Heilwirkungen des Leinsamens  

Angesichts des hohen Ballaststoffgehalts werden Leinsamen bei Verdauungsbeschwerden verwendet. Ihre positiven Wirkungen entfalten sie etwa bei Verstopfung oder Darmentzündung oder an Magengeschwüren aber auch bei schwereren Erkrankungen. Der hohe Gehalt an Omega-3 und 6-Fettsäuren prädestiniert Leinsamen zur Einnahme bei einem hohen Cholesteringehalt im Blut. Darüber hinaus hilft es bei Leber- und Gefäßerkrankungen, Knorpel -Gelenkschmierung, Geschmeidigkeit der Muskulatur und Haut.

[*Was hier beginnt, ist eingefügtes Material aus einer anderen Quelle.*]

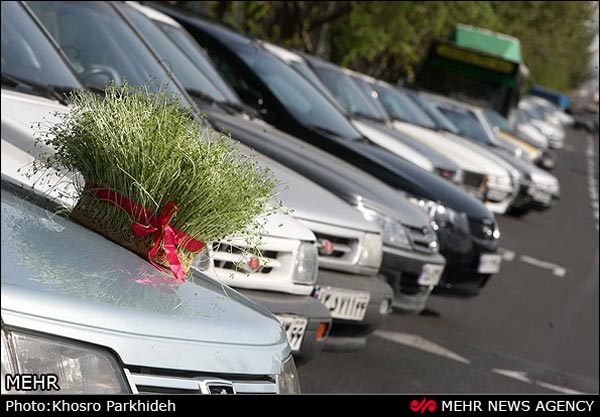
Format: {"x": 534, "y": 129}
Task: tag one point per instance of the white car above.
{"x": 551, "y": 111}
{"x": 376, "y": 135}
{"x": 555, "y": 134}
{"x": 499, "y": 188}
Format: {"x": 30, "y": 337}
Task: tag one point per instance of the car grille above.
{"x": 474, "y": 183}
{"x": 473, "y": 179}
{"x": 447, "y": 174}
{"x": 343, "y": 248}
{"x": 228, "y": 257}
{"x": 423, "y": 239}
{"x": 151, "y": 382}
{"x": 483, "y": 231}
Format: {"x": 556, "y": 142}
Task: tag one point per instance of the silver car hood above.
{"x": 63, "y": 279}
{"x": 310, "y": 201}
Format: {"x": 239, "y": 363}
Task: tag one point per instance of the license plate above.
{"x": 430, "y": 274}
{"x": 545, "y": 198}
{"x": 343, "y": 304}
{"x": 489, "y": 264}
{"x": 295, "y": 328}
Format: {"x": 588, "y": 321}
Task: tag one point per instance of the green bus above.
{"x": 475, "y": 65}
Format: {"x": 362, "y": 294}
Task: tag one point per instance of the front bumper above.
{"x": 381, "y": 294}
{"x": 299, "y": 305}
{"x": 401, "y": 269}
{"x": 460, "y": 276}
{"x": 548, "y": 159}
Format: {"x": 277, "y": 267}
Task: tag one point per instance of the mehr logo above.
{"x": 423, "y": 406}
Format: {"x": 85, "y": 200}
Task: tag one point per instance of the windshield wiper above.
{"x": 366, "y": 116}
{"x": 48, "y": 91}
{"x": 201, "y": 96}
{"x": 325, "y": 130}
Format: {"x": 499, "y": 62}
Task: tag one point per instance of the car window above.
{"x": 27, "y": 53}
{"x": 100, "y": 46}
{"x": 185, "y": 70}
{"x": 467, "y": 123}
{"x": 495, "y": 119}
{"x": 197, "y": 55}
{"x": 438, "y": 117}
{"x": 348, "y": 93}
{"x": 400, "y": 107}
{"x": 296, "y": 93}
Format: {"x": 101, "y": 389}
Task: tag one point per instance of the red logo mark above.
{"x": 254, "y": 264}
{"x": 424, "y": 405}
{"x": 326, "y": 247}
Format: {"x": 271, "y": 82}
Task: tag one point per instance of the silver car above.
{"x": 105, "y": 321}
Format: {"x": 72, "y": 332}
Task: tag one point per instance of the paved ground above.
{"x": 533, "y": 329}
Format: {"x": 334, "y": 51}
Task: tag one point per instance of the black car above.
{"x": 283, "y": 98}
{"x": 411, "y": 260}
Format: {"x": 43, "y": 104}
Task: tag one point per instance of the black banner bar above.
{"x": 406, "y": 404}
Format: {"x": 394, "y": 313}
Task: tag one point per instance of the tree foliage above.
{"x": 387, "y": 39}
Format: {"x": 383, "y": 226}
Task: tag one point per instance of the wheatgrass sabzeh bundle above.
{"x": 154, "y": 180}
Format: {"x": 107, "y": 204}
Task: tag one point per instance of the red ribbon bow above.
{"x": 149, "y": 224}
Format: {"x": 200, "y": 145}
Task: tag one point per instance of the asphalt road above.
{"x": 533, "y": 329}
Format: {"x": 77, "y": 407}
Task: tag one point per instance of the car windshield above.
{"x": 495, "y": 119}
{"x": 467, "y": 123}
{"x": 296, "y": 93}
{"x": 185, "y": 70}
{"x": 197, "y": 55}
{"x": 27, "y": 55}
{"x": 437, "y": 116}
{"x": 100, "y": 46}
{"x": 401, "y": 108}
{"x": 532, "y": 113}
{"x": 348, "y": 94}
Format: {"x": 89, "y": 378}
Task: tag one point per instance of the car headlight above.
{"x": 288, "y": 381}
{"x": 546, "y": 130}
{"x": 392, "y": 231}
{"x": 440, "y": 215}
{"x": 80, "y": 368}
{"x": 518, "y": 153}
{"x": 371, "y": 253}
{"x": 202, "y": 261}
{"x": 458, "y": 177}
{"x": 500, "y": 181}
{"x": 306, "y": 264}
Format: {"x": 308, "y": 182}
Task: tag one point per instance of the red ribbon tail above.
{"x": 171, "y": 252}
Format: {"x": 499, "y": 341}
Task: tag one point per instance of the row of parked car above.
{"x": 393, "y": 195}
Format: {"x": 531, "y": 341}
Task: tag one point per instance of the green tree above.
{"x": 388, "y": 39}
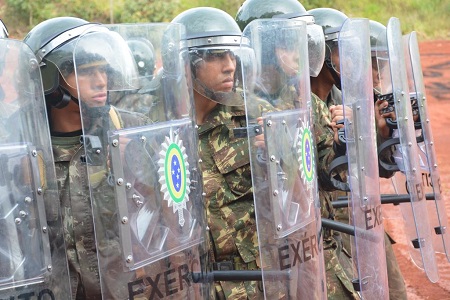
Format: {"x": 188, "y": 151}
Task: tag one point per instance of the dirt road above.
{"x": 435, "y": 57}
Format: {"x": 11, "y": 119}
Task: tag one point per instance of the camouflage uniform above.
{"x": 229, "y": 198}
{"x": 339, "y": 285}
{"x": 73, "y": 185}
{"x": 397, "y": 288}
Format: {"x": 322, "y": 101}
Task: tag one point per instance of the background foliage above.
{"x": 428, "y": 17}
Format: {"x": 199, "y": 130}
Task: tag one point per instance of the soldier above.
{"x": 213, "y": 40}
{"x": 53, "y": 43}
{"x": 327, "y": 87}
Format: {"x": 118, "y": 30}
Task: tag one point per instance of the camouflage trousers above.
{"x": 397, "y": 288}
{"x": 339, "y": 284}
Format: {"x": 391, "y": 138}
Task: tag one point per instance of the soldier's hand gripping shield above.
{"x": 368, "y": 253}
{"x": 144, "y": 181}
{"x": 428, "y": 162}
{"x": 282, "y": 156}
{"x": 409, "y": 179}
{"x": 33, "y": 261}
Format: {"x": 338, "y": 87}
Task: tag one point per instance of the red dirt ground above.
{"x": 435, "y": 58}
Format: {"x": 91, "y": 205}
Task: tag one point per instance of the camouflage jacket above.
{"x": 73, "y": 185}
{"x": 227, "y": 183}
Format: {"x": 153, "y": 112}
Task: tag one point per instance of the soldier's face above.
{"x": 216, "y": 71}
{"x": 92, "y": 84}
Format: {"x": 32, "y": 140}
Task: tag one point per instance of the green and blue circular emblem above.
{"x": 307, "y": 155}
{"x": 175, "y": 173}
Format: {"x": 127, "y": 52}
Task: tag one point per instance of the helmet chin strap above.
{"x": 330, "y": 67}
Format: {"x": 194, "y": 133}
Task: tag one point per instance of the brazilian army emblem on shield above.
{"x": 305, "y": 150}
{"x": 174, "y": 174}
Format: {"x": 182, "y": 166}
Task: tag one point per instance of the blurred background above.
{"x": 430, "y": 18}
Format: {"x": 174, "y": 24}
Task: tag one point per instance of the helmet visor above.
{"x": 316, "y": 49}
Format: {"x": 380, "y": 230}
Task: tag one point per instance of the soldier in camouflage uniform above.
{"x": 53, "y": 42}
{"x": 213, "y": 39}
{"x": 327, "y": 88}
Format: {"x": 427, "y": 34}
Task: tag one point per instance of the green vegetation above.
{"x": 429, "y": 18}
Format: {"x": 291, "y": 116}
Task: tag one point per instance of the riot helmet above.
{"x": 380, "y": 57}
{"x": 331, "y": 21}
{"x": 289, "y": 9}
{"x": 46, "y": 40}
{"x": 144, "y": 55}
{"x": 3, "y": 30}
{"x": 213, "y": 37}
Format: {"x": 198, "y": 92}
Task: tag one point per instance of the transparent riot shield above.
{"x": 368, "y": 253}
{"x": 428, "y": 162}
{"x": 32, "y": 251}
{"x": 409, "y": 179}
{"x": 144, "y": 180}
{"x": 283, "y": 169}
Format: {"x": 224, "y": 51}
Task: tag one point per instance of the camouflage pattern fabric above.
{"x": 397, "y": 288}
{"x": 339, "y": 285}
{"x": 229, "y": 197}
{"x": 73, "y": 185}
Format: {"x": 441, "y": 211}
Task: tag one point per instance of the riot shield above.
{"x": 428, "y": 162}
{"x": 32, "y": 251}
{"x": 407, "y": 157}
{"x": 368, "y": 253}
{"x": 145, "y": 184}
{"x": 283, "y": 170}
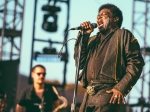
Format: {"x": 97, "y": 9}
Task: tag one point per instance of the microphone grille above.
{"x": 94, "y": 25}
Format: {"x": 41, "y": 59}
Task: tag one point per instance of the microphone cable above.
{"x": 64, "y": 43}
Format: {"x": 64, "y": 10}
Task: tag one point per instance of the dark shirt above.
{"x": 31, "y": 101}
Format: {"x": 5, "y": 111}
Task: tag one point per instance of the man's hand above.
{"x": 117, "y": 96}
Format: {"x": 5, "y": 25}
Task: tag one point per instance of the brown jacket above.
{"x": 123, "y": 61}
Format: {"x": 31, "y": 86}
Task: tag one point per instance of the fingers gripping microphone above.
{"x": 94, "y": 25}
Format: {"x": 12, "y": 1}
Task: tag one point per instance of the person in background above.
{"x": 40, "y": 97}
{"x": 110, "y": 61}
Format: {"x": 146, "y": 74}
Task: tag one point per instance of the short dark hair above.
{"x": 116, "y": 12}
{"x": 38, "y": 66}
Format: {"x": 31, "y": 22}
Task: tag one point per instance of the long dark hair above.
{"x": 115, "y": 11}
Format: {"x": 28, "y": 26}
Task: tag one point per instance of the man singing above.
{"x": 110, "y": 61}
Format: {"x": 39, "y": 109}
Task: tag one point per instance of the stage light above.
{"x": 50, "y": 55}
{"x": 50, "y": 18}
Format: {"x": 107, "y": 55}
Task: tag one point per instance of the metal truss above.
{"x": 11, "y": 15}
{"x": 139, "y": 97}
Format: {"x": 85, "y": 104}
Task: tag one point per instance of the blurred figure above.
{"x": 40, "y": 97}
{"x": 3, "y": 104}
{"x": 2, "y": 100}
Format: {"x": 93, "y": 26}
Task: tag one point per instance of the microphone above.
{"x": 94, "y": 25}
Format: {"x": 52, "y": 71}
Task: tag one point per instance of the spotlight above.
{"x": 50, "y": 19}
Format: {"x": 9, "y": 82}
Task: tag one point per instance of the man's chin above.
{"x": 40, "y": 83}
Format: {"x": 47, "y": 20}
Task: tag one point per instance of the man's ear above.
{"x": 116, "y": 19}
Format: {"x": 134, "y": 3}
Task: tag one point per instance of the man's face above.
{"x": 38, "y": 75}
{"x": 104, "y": 20}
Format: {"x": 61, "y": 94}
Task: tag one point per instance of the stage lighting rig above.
{"x": 50, "y": 18}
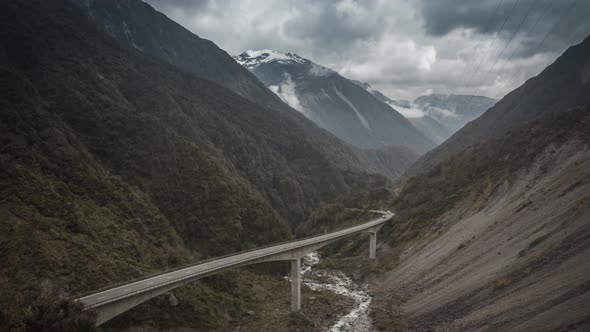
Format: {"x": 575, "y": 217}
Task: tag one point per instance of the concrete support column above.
{"x": 295, "y": 284}
{"x": 372, "y": 245}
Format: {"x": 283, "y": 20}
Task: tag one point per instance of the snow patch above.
{"x": 254, "y": 58}
{"x": 286, "y": 91}
{"x": 317, "y": 70}
{"x": 356, "y": 111}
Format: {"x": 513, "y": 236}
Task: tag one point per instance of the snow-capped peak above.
{"x": 253, "y": 58}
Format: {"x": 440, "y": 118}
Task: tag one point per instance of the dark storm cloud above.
{"x": 553, "y": 22}
{"x": 403, "y": 47}
{"x": 335, "y": 24}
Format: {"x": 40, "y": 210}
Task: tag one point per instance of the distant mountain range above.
{"x": 553, "y": 90}
{"x": 495, "y": 231}
{"x": 333, "y": 102}
{"x": 437, "y": 116}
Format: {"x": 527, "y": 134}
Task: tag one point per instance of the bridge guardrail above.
{"x": 118, "y": 284}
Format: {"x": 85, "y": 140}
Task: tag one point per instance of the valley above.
{"x": 328, "y": 167}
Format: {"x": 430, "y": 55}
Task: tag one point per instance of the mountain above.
{"x": 454, "y": 111}
{"x": 562, "y": 85}
{"x": 333, "y": 102}
{"x": 495, "y": 232}
{"x": 141, "y": 27}
{"x": 115, "y": 164}
{"x": 437, "y": 116}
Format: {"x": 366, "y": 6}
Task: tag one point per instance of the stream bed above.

Es existieren noch weitere Anwendungen

Leinsamen wirkt präventiv gegen Fettleibigkeit, er hilft dem Körper dabei, Schadstoffe auszuscheiden, und er ist zudem bei Diabetes und Nierenproblemen zu empfehlen. Nicht von ungefähr wird er dem sog. Superfood zugezählt. Außerdem kann er auch außen angewendet werden. In einem solchen Fall hat er einen positiven Einfluss auf Hautprobleme (z.B. Akne und Ekzeme) bzw. trockene Haut. Zudem beschleunigt er den Heilungsprozess nach Verbrennungen.

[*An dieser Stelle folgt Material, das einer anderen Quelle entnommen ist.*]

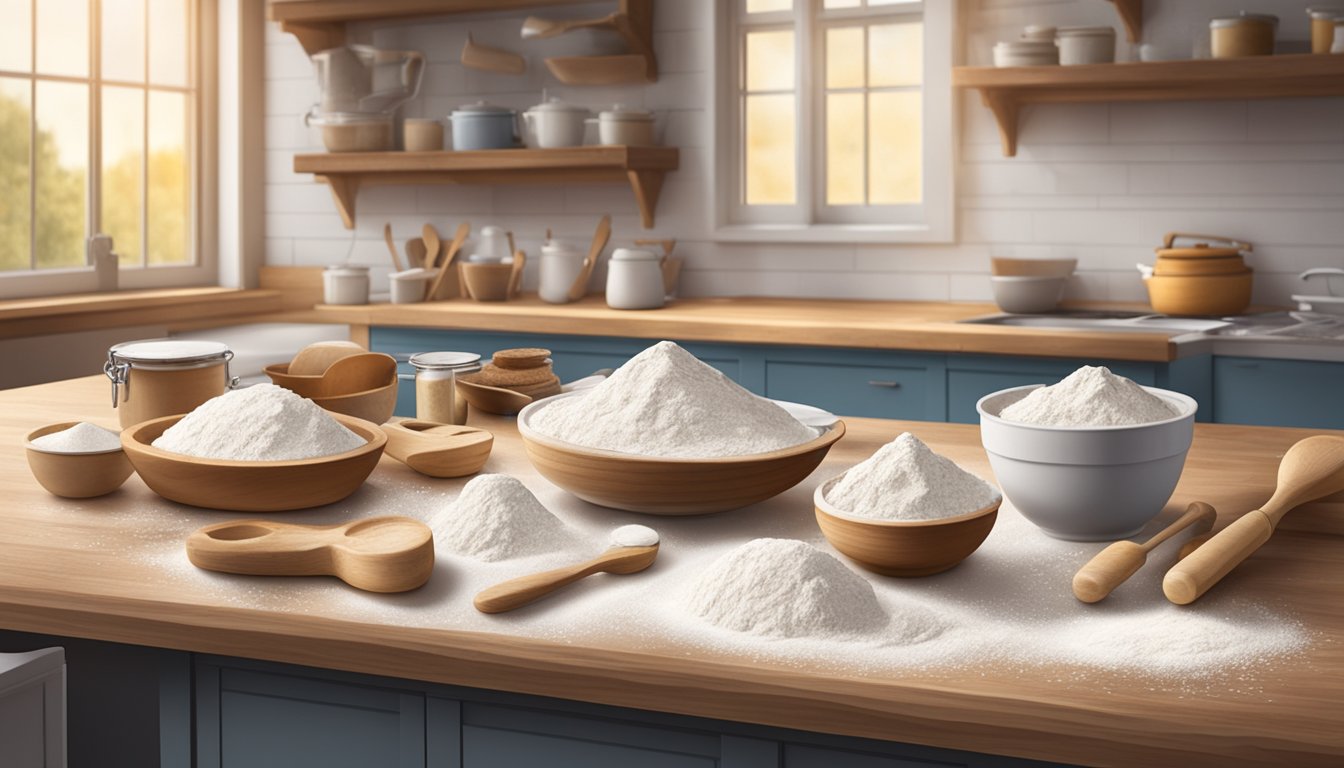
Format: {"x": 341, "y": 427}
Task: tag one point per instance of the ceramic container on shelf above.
{"x": 483, "y": 127}
{"x": 1243, "y": 35}
{"x": 554, "y": 124}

Wie wird Leinsamen verwendet und konsumiert?

Vor allem muss eine wesentliche Tatsache betont werden: Passiert Leinsamen den Verdauungstrakt als Ganzes (roh), ist seine Wirkung absolut minimal, da die Magensäure die harte Schale der rohen Leinsamen nicht durchdringen kann. Wenn er also im Ganzen verzehrt wird, sollte er min. 10 min (ab Siedepunkt) gekocht werden, um so auch die Cyanogenen Glykoside* (Vorstufe der gebundenen Blausäure) zu deaktivieren. Bei einer äußeren Anwendung wird empfohlen, die gekochten Leinsamen in einen Stoffbeutel zu geben und dann auf die zu behandelnde Stelle legen.

*Cyanogene Glycoside selbst haben keinen toxischen Effekt, erst durch Spaltung des Moleküls kommt es zur Freisetzung der Blausäure (HCN), die den eigentlich giftigen Stoff darstellt. Der Abbau erfolgt zunächst enzymatisch. Durch eine mehr oder weniger spezifische β-Glucosidase wird der Zuckeranteil (meist Glucose) abgespalten. Es entsteht das freie Cyanhydrin. Dieses zerfällt spontan oder enzymkatalysiert durch eine Hydroxynitril-Lyase in ein Keton oder Aldehyd und HCN.

Entscheidend für diesen als Cyanogenese bezeichneten Vorgang ist die initiale Abspaltung des Zuckeranteils. Beispielsweise wird für die Spaltung des Glycosids Linamarin das Enzym Linamarase benötigt. Bei der intakten Pflanze liegen beide Stoffe in verschiedenen Organellen getrennt vor und das Glykosid bleibt erhalten (Kompartimentierung). Dies hat den Vorteil, dass die Toxine erst dann freigesetzt werden, wenn es zu einer Beschädigung der Pflanzenzellen (etwa durch Insektenfraß) kommt und so das Gift direkt produziert wird (Dekompartimentierung, Pflanzliche Abwehr von Herbivoren).

Toxizität der Blausäure

Die von cyanogenen Glycosiden freigesetzte Blausäure ist für fast alle Tiere hochgiftig. Ursache hierfür ist, dass die Blausäure in den Stoffwechsel eingreift. Die Photosynthese der Pflanzen ist nicht betroffen. Der Energiestoffwechsel der Tiere hingegen wird innerhalb kürzester Zeit lahmgelegt.